As tramas sobre medos invisíveis não surgiram com o terror contemporâneo, é claro. Suspiria (1977), um dos maiores clássicos da história do cinema, concebe um ataque sem rosto nem corpo. Em contraplano, o espectador observa bailarinas gritando diante de alguma aparição muito assustadora, antes de aparecerem mortas. O perigo deve ser imaginado pelo espectador, ou seríamos nós os monstros para quem elas olham? O voyeurismo do público ao espiar garotas jovens dentro de seus quartos pode ser interpretado como o verdadeiro motivo da morte das dançarinas. A famosa cena da banheira de Psicose (1960) surpreendeu na época por ocultar qualquer contato entre a faca do assassino e o corpo de Janet Leigh. Temos apenas uma mão erguida no ar, segurando a arma, e um corpo aterrorizado, gritando contra o azulejo do banheiro – cabe ao espectador juntar A + B e imaginar uma penetração proibida pelos censores da época.
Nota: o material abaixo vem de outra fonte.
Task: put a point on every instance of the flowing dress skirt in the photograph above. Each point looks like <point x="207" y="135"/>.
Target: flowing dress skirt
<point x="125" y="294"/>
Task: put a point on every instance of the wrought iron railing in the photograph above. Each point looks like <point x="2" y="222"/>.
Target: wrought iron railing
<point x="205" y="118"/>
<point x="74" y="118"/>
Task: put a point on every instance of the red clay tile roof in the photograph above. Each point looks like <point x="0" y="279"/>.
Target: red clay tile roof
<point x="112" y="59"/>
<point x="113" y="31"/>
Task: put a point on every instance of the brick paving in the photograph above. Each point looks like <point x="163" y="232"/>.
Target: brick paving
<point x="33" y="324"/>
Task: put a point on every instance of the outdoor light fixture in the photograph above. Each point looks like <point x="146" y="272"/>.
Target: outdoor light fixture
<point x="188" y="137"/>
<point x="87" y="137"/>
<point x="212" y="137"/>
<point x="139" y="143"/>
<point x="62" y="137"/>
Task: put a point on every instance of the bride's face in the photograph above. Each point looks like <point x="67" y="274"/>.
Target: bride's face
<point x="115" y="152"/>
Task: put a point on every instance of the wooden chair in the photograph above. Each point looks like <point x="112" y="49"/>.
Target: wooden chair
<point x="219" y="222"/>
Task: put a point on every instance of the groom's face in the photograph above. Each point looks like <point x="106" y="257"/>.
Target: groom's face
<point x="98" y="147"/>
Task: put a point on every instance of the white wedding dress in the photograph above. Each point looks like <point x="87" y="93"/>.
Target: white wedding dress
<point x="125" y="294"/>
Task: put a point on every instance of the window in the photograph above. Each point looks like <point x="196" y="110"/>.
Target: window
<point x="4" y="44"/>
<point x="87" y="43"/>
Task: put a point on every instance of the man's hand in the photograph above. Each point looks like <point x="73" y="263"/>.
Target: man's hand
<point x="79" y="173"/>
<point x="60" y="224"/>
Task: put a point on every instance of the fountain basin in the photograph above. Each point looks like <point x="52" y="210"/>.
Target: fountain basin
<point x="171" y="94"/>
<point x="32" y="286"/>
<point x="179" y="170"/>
Espertamente, Alfred Hitchcock deixa ao público a tarefa de materializar a lâmina rasgando o corpo nu: o diretor nos oferece a faca para concluirmos a morte por nós mesmos.
Alguns espectadores valorizam o cinema pelo que ele tem a mostrar, e outros, pelo que tem a esconder. O terror permite que o espectador se confronte ao medo da morte, e também à vontade de experimentar a sensação de retirar a vida de alguém. Nenhum inimigo será tão potente quanto aquele imaginado pelo interlocutor, criado sob medida para as suas maiores fobias. Compreende-se que o tubarão demore tanto a aparecer na produção de Spielberg; o alienígena viva nas sombras durante a quase integralidade do filme de Scott, e Godzilla se esconda por trás de ruídos na bem-sucedida refilmagem americana. Cada espectador carrega seus próprios monstros, e ao invés de oferecer novos, os bons cineastas sabem utilizar a linguagem audiovisual enquanto ferramenta de projeção, expurgo ou retorno do recalcado. Por que frequentar uma sessão onde se descobre um único adversário, quando os sons, passos e símbolos podem sugerir inúmeros adversários diferentes? Ao invés de descobrirmos um fantasma, podemos nos virar para o corredor e perceber que ele não está mais ali.